Review: High Flying Bird
Thirty years after Sex, Lies, and Videotape, director Steven Soderbergh proves, yet again, he can still play in the indie, small-budget realm and create something as daring, slick, and smart as his first feature film.
High Flying Bird takes place over the course of a few days, during an NBA lockout. We follow Ray (André Holland), a sports agent trying to keep one of his clients, Erick (Melvin Gregg), happy. As a recently-drafted basketball player, he’s concerned about his financial well-being while big moves are happening in high-rises above. It’s all about money; the players union and the owners are fighting over just how much each party is set to earn, leaving the little guys — the players — waiting. From top to bottom, as High Flying Bird puts it, the system puts the players through the wringer. There are interview segments with real-life players sprinkled throughout, with Soderbergh serving as the interviewer. They talk about that potential, coming into the NBA as rising stars, and just how it’s not all it’s cracked up to be.
The story is a distinctly black one, with Moonlight writer Tarell Alvin McCraney providing the razor-sharp script, focused squarely on a business made predominantly of young black men. Ray’s mentor, Spencer (Bill Duke), a high school basketball coach, lays it out simply: “They invented a game, on top of a game.” Every major character, save for two — Ray’s superior (Zachary Quinto) and a lawyer on the NBA owner’s side (Kyle MacLachlan) — are persons of color. Ray being black isn’t an afterthought, and the fact that his basketball player client, Erick, is black, too, plays a pivotal part in the story. Ray wonders, can the power currently held by the rich, white higher-ups be taken away and given to the guys on the court?
Disrupting the status quo is Soderbergh’s forte. Ray’s journey in High Flying Bird mirrors the director’s; Soderbergh’s has been trying to change the game behind-the-scenes for years, always attempting to take the power away from the big studio system. In the mid-to-late 2000s, he went completely digital and aimed to release films with via a new distribution method with Bubble and The Girlfriend Experience. Then, with Logan Lucky and Unsane, he tried to change distribution itself, shifting where the money that regularly goes to studio marketing goes. In both instances, Soderbergh failed, at he admits as much. That rebellious nature is prevalent in High Flying Bird, as Ray sees other avenues to showcase basketball players — maybe they don’t even need a full stadium full of people to exhibit their talent and profit? With High Flying Bird being released as a Netflix movie, it feels like Soderbergh has found a good home for the adult-oriented, two-people-talking-in-a-room films he’s been making for three decades now. No longer is he tied down by release dates and theater counts; the film is delivered to the masses in the easiest, most-direct way possible. To add just another extra layer of metatext, one character mentions Netflix as a viable way to break the current NBA system (Hulu also gets a mention).
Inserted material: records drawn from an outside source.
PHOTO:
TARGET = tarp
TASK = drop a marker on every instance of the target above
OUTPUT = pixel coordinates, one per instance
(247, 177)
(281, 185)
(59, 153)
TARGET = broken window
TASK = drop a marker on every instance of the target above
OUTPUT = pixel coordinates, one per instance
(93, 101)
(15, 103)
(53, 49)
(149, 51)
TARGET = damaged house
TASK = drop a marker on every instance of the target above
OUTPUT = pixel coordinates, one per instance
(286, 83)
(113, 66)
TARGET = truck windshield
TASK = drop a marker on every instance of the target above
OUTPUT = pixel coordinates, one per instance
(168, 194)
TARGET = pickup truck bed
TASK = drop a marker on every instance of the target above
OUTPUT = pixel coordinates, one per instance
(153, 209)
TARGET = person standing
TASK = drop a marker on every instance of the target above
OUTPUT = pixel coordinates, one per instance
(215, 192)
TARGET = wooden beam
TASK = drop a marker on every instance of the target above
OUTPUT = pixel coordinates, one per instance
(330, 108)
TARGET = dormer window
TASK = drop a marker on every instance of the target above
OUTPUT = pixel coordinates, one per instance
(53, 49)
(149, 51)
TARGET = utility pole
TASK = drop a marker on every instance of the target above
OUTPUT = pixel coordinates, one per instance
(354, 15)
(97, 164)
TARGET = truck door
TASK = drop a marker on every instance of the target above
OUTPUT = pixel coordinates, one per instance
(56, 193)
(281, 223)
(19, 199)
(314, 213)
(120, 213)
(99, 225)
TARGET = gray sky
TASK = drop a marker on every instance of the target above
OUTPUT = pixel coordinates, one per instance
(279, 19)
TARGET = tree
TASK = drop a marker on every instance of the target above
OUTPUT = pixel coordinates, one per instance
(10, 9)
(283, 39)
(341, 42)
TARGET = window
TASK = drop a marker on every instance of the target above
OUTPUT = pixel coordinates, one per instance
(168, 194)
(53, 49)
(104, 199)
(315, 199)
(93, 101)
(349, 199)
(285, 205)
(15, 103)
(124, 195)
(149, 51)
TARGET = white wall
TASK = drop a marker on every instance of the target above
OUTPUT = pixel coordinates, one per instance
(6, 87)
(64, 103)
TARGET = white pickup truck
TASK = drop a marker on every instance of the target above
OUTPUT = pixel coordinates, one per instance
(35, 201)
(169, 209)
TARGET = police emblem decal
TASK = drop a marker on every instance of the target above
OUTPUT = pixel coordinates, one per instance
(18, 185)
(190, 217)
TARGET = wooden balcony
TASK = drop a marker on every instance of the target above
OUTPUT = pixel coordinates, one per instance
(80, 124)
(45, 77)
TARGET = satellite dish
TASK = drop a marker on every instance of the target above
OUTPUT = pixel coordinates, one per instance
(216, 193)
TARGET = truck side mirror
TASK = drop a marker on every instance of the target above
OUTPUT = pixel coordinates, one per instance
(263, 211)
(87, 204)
Another game-changer is how Soderbergh (serving once again as his own cinematographer) shoots High Flying Bird. Like Unsane, he films the entirety of the movie on an iPhone. While he’s not the first director to shoot a movie on a phone, in two films Soderbergh has already acclimated well to this camera that he says provides him all the freedom his desires. Visually, High Flying Bird is drastically different Unsane. Gone is that yellowish tint that heightened that horror-thriller, here there are more steely blues, matching the winter of New York City in which it’s set. He shots the film in the 2.39:1 aspect ratio, opening up the frame for a better sense of space while each character traverses the city — Unsane had a narrower ratio, which fit with the film’s claustrophobic plot. The camera has a sense of freedom, making each conversation visually interesting, shifting from wide shots to extreme close-ups on a whim.
The cast only helps to elevate the story and technical aspects of the film. As Ray, Holland (reuniting with Soderbergh after The Knick) is a sensational lead, delivering each line with the snark and wit the script deserves. Zazie Beats plays Ray’s former assistance, who makes moves of her own; Beats is a relatively new talent, but this is yet another reminder that she’s one to keep an eye on, as she’s a natural fit for this smart, savvy young woman. Along with her is Sonja Sohn, who holds her own, playing an agent representing the players’ union. The real standout is Bill Duke, whose character doles out advice, and everyone stands up and listens because it’s Bill Duke we’re talking about here, and if anyone has well-earned wisdom that should be listened to, it’s him.
From beginning to end, High Flying Bird is a success. Smart, sharp, and with so much to say about race dynamics and where the power lies with the NBA and its players, and taking one step back it’s a grand statement from Steven Soderbergh — the system should be disrupted and no matter if you succeed or not, if you take that power away just for a second, you’ve done your job.